Ia menambahkan, meskipun Nabire memiliki 15 distrik dan 72 kampung, beberapa pembangunan masih belum merata. "Saya lahir dan besar di kota ini, tapi pembangunan perkantoran dan layanan publik sering tidak berpihak pada rakyat kecil," katanya.
Dalam forum RDP tersebut, Daniel juga secara tegas menentang maraknya peredaran minuman keras (miras) di kota Nabire. Menurutnya, peredaran miras telah menyebabkan berbagai masalah serius seperti kecelakaan lalu lintas, meningkatnya kekerasan, bahkan penyebaran HIV/AIDS.
“Banyak korban meninggal akibat miras. Kita minta Dinas Perizinan mengevaluasi dan mencabut izin penjualan miras. Kita juga tidak bisa terus membiarkan generasi muda OAP dirusak oleh miras,” kata Daniel.
Daniel mengaku sempat bertemu dengan seorang warga yang ingin membuka usaha kecil namun gagal mendapat akses permodalan dari salah satu bank di Nabire. “Dokumen sudah dimasukkan, tetapi nasabah dari bank tersebut tak kunjung datang ke Teluk Kimi. Ini membuktikan ketimpangan akses modal bagi masyarakat kecil,” jelasnya.
Menutup pernyataannya, Daniel juga menyerukan agar isu-isu besar seperti ekspansi industri ekstraktif, termasuk pertambangan nikel di Raja Ampat, tidak merugikan masyarakat adat di lima provinsi Tanah Papua: Papua, Papua Tengah, Papua Pegunungan, Papua Selatan, dan Papua Barat Daya.
“Saya kecewa karena persoalan-persoalan ini masih diabaikan. Kita perlu bersatu sebagai anak adat Papua untuk menolak ketidakadilan yang terus berlangsung,” tegasnya.

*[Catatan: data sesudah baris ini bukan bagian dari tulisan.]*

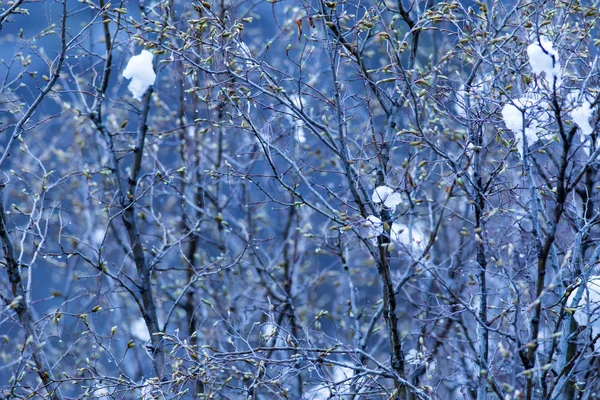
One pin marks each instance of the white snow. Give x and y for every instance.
(412, 357)
(589, 304)
(544, 59)
(386, 195)
(139, 70)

Komisi B DPRK Nabire telah mengundang sejumlah pihak seperti Bapenda, Dinas Perdagangan, Dinas Lingkungan Hidup, Dinas Perizinan, serta Pemda Nabire untuk membahas secara konkret penanganan masalah-masalah tersebut. RDP ini diharapkan menjadi momentum awal untuk menghadirkan keadilan dan perlindungan bagi masyarakat adat di tanah sendiri.